幸福な降伏(11)





 今まで「生活感のない部屋だなぁ」と了さんに言われていたけれど全くもってその通りだと思った。「今、こういうのが流行っているらしいですよ」と言ってみたら「ある意味での話だよ」と言われたから馬鹿にされていたんだろう。だけどモモさんに手伝ってもらって、なかなか普通の部屋になったんじゃないだろうか。

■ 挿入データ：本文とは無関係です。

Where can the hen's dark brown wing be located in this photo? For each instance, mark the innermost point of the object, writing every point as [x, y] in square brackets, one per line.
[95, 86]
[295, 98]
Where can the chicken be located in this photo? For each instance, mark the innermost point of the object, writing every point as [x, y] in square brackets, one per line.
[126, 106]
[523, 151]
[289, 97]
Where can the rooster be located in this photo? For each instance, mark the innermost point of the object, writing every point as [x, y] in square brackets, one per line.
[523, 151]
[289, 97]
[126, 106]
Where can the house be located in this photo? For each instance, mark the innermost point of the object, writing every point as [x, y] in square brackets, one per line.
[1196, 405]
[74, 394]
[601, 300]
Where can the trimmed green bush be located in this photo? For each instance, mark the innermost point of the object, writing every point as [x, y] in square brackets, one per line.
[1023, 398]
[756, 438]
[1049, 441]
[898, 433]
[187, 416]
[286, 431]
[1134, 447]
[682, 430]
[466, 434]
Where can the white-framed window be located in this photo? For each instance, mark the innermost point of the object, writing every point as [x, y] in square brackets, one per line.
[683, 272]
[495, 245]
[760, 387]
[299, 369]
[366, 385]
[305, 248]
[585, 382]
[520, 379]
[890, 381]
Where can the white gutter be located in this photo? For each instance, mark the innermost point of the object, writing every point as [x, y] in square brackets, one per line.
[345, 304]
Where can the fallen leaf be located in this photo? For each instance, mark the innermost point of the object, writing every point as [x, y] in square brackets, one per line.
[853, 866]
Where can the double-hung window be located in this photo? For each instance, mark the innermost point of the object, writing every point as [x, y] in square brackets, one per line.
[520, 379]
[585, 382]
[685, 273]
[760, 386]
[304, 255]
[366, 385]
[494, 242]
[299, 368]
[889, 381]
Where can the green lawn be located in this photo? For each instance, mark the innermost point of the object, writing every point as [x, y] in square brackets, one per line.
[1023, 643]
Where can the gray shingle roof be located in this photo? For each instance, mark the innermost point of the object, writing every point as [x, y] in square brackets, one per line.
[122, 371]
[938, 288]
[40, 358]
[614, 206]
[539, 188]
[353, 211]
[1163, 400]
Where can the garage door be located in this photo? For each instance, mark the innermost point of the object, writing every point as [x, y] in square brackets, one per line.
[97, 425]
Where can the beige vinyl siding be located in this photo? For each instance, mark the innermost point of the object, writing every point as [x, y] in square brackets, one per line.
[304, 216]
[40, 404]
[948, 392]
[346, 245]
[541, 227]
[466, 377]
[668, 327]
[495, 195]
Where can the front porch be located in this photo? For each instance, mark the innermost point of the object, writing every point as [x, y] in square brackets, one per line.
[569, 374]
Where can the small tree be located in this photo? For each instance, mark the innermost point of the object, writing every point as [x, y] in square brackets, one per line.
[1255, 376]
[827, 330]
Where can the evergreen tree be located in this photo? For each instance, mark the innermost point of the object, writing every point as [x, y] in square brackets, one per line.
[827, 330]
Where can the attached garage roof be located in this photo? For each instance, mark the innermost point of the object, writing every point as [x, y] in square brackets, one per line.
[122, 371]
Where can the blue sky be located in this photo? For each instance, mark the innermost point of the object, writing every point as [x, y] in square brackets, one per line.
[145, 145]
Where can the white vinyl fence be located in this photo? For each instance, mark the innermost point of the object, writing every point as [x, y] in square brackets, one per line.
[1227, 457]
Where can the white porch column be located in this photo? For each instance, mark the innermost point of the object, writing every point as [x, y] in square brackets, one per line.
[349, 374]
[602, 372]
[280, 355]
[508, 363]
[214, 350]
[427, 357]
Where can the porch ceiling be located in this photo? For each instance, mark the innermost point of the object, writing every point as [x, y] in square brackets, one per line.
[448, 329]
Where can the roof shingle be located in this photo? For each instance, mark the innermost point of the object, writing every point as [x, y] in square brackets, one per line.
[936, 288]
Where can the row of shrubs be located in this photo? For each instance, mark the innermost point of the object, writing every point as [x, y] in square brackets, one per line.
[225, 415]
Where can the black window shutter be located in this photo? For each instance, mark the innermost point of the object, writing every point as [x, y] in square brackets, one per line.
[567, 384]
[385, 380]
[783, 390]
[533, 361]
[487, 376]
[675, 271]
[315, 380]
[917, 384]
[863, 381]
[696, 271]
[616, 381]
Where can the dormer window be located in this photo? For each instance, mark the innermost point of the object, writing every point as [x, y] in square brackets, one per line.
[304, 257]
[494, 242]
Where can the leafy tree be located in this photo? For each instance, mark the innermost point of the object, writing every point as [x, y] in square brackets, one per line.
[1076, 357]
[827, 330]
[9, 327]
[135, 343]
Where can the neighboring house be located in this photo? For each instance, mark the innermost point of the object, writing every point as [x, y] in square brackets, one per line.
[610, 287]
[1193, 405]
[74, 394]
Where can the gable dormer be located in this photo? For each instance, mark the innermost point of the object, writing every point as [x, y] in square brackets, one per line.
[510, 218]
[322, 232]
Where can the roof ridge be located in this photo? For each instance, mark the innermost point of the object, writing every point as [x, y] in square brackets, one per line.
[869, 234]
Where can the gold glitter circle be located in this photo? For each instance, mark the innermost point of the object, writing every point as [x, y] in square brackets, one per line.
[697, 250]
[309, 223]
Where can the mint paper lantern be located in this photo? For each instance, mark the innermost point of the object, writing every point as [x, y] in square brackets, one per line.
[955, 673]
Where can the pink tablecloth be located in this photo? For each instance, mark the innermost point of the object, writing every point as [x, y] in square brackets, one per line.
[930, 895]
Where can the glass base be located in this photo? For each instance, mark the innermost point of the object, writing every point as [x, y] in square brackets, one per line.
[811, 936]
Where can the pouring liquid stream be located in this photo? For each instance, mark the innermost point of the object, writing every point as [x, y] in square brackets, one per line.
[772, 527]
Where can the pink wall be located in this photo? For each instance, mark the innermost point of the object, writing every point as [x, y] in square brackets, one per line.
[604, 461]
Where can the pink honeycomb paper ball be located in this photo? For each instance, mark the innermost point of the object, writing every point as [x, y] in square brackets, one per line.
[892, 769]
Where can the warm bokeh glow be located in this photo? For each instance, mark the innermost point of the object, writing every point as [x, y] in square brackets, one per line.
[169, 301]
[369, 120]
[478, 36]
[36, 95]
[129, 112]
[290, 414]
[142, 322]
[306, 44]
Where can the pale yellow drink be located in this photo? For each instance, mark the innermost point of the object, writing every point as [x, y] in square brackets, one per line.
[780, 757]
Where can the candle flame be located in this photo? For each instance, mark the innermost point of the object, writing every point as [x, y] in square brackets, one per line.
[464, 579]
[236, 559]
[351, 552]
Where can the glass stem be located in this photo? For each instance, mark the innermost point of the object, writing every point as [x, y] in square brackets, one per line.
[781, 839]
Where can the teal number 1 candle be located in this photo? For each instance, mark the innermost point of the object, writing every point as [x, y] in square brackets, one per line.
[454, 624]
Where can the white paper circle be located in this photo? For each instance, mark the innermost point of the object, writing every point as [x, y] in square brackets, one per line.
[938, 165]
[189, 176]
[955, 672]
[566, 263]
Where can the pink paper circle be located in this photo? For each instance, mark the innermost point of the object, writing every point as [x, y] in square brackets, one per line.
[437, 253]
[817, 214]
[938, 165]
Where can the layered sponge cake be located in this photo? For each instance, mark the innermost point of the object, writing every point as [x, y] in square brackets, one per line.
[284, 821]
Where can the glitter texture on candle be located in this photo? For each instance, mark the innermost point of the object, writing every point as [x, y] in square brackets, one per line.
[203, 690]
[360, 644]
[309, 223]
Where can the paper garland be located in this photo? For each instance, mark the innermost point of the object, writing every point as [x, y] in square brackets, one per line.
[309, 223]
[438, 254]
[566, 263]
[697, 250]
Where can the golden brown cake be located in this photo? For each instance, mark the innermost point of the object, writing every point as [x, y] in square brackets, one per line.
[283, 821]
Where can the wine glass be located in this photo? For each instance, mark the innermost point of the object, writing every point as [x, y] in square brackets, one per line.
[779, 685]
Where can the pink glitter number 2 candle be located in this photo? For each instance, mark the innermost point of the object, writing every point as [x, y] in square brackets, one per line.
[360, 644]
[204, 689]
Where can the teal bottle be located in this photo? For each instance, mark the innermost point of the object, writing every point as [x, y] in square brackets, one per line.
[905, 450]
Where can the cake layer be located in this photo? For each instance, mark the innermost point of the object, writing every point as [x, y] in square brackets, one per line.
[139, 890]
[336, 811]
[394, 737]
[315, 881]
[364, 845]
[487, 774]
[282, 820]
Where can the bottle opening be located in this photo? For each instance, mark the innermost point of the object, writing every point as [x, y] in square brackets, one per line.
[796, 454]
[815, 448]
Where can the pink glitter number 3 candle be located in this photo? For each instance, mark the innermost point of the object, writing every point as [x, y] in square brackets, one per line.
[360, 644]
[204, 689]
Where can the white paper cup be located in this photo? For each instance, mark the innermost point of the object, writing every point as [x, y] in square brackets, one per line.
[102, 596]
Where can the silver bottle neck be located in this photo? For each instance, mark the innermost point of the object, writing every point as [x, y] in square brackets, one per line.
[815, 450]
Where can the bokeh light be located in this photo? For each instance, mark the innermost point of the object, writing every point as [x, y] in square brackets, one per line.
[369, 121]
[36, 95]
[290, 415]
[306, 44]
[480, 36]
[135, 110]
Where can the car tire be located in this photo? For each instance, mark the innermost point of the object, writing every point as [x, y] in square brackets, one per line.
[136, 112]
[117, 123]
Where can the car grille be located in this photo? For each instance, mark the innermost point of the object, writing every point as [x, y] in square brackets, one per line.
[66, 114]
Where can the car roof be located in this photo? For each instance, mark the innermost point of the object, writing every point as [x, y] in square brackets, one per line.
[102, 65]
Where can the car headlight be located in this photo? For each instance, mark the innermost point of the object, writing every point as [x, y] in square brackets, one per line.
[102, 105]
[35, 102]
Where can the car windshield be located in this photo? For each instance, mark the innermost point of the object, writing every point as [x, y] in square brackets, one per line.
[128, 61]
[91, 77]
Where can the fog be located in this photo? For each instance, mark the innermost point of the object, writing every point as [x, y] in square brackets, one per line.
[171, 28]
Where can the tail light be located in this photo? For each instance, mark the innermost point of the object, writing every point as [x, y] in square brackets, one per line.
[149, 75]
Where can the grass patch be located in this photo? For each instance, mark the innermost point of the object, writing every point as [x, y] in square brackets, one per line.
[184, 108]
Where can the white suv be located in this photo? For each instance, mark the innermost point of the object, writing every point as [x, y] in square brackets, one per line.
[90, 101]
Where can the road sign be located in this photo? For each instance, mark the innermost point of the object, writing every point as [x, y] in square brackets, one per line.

 でも、今まで住んでいたアパートは狭かったからベッドやテーブルに囲まれて狭いけれどちょうどいい部屋の中で過ごしていたものの、今回の部屋は広すぎるからテレビを置いてもベッドを置いてもテーブルを置いても広々としすぎていて落ち着かなかった、ある意味窮屈でもあった。こういうのが本当の生活感のない部屋というのだろう。急に孤独を感じることはここに住むようになってから何度も感じていて、ふと了さんのところに行こうと思い立つことも何度だってあった。了さんのマンションに行けば必ず了さんがいるとは限らないけれど、了さんの部屋は広くても窮屈さを感じない。この違いはどうしてだろう、私の部屋は物が少ないのに綺麗に纏まっていないから?了さんの部屋を参考にでもして、今度はソファでも買ってしまおうかと思った。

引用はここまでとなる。